# 2b. Data Sources

Spark SQL supports operations on variety of data sources through the DataFrame interface. Can perform relational transformations or create temporary views - allowing SQL queries to be run over the data.

Section will describe general methods for loading and saving data using Spark Data Sources and options for built-in data sources.

## Generic Load/Save Functions

Default data source (`parquet`) will be used for all operations

* `spark.read.load(<source>)` -- load data 
* `df.select(<cols>).write.save(<path>)` -- save data

__Apache parquet__

File format to support fast data processing for complex data. Has better compression, speed and performance compared to other file formats, therefore it's useful for large amounts of data

Features:

* Columnar - data entries are stored in columns instead of rows
* Open Source - free to use and open source under Apache Hadoop
* Self-describing - contains metadata like schema and structure; has standards used for accessing each record

In [5]:
from pyspark.sql import SparkSession

spark = SparkSession.builder.appName("data sources").getOrCreate()

# Load data
df = spark.read.load("users.parquet")
df.show()

# Save data
# df.select('name', 'favorite_color').write.save('saved_data/namesAndFavColour.parquet')

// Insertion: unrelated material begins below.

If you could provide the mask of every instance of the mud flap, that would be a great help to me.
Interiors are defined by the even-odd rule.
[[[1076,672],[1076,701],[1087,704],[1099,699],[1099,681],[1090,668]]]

+------+--------------+----------------+
|  name|favorite_color|favorite_numbers|
+------+--------------+----------------+
|Alyssa|          null|  [3, 9, 15, 20]|
|   Ben|           red|              []|
+------+--------------+----------------+



### Manually Specifying Options

Manually specify extra options to pass to the data source. Data sources can generally be converted into other types of data using short names (e.g json, parquet, orc, libsvm, csv, ...)

In [6]:
# Loading json file
df = spark.read.load("people.json", format='json')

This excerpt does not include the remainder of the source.